不快感が若干和らいだところでふらつきながらも鏡のところまで歩いていく。壁に備え付けられている全身を見ることのできる大きな姿見だ。
そこに映し出される自分の姿を、目を凝らすようにして見つめる。
肩ほどまで伸びたアッシュブロンドの指通りのよさそうなサラサラとした髪に、光の加減でダークブルーにも見えるグレーの瞳。形のよい卵型の輪郭に目鼻がバランスよく配置されている中性的な顔立ち。15歳という年齢を考えると若干成長が遅れているものの、見た目だけでは未だ性分化が明確に判別しがたい細身の身体すら魅力的に思える。
よく親族その他もろもろにかわいい、と言われることから、それが世辞でさえなければ恐らく言葉のままに、主観的に見ても整った容姿をしているのだろう。
一見すると、鏡に映る自分は昨夜と変わってないように見える。
見えるけれど…。
はたと気がついて自分の胸元に手を当てる。そしてその真っ平らな感触に思わず息を飲み込んだ。
……無い。
いくら何でも無さすぎる。

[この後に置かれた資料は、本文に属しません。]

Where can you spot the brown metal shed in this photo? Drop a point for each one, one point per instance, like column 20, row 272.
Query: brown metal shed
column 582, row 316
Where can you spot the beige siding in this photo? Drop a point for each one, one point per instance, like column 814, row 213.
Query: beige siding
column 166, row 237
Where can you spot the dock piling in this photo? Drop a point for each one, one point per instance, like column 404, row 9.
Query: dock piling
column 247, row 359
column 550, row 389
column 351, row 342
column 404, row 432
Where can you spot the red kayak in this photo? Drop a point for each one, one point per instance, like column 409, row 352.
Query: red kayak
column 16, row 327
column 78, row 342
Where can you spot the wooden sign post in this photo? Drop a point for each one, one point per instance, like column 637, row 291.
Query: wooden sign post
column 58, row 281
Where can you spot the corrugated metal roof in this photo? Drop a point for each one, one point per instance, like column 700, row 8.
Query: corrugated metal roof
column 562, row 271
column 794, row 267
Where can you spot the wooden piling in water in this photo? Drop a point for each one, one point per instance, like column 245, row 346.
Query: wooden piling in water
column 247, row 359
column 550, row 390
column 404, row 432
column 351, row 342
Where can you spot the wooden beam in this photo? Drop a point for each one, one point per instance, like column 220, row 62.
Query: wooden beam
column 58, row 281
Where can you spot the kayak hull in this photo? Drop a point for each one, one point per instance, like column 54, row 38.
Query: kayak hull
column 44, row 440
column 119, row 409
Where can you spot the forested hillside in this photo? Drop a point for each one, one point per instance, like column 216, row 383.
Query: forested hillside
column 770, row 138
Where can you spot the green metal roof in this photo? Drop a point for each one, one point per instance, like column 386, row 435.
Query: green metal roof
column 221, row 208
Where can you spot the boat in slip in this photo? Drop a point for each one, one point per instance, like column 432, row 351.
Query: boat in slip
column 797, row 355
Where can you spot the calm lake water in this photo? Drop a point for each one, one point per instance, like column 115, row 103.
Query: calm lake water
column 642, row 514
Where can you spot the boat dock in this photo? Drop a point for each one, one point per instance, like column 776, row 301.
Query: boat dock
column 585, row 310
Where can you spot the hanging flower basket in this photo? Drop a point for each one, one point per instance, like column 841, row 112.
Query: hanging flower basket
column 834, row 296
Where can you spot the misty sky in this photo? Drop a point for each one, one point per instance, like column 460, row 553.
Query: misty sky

まだまだ成長中といえども、年頃の少女だった。パッと見ではわからなくとも、自分では僅かに胸が膨らみ始めていたことを自覚していた。小さくとも、確かに胸はあったのだ。
それが、まったく無くなっている。
慌てて両手でまさぐってみても、スッキリとした平面そのものだった。
今度は精神的な眩暈を覚え、気を落ち着かせるように深く息を吐き出す。
夢だと思いたかった。
いいや、むしろ夢だと思っていた。
目が覚めても何も変わっていないのだと信じて疑っていなかった。
「……まさか、…」
ふと視線が胸よりさらに下へと向かう。
嫌な予感しかしない。
想像するだけで血の気が引いていくのがわかり、白くなった指先が微かに震える。
静寂の中でごくりと喉を鳴らし、それでも何とか萎んだ気持ちを奮い立たせると、勢いよく己の下腹部へと手を伸ばした。
指先が、確かな質量を伝えてくる。
…………………………ある。
それ以上の詳しい確認は、現状とてもじゃないがする気にはなれずその場に勢いよく崩れ落ちた。本当に、しつこいようだが何度でも言いたい。何もかも夢だといいと思った。
ささやかな胸の膨らみが消えた代わりに、今まで無かったはずのものが下肢の間で明らかな存在を訴えている。
ニコラ・エルズワースは公爵令嬢、だった。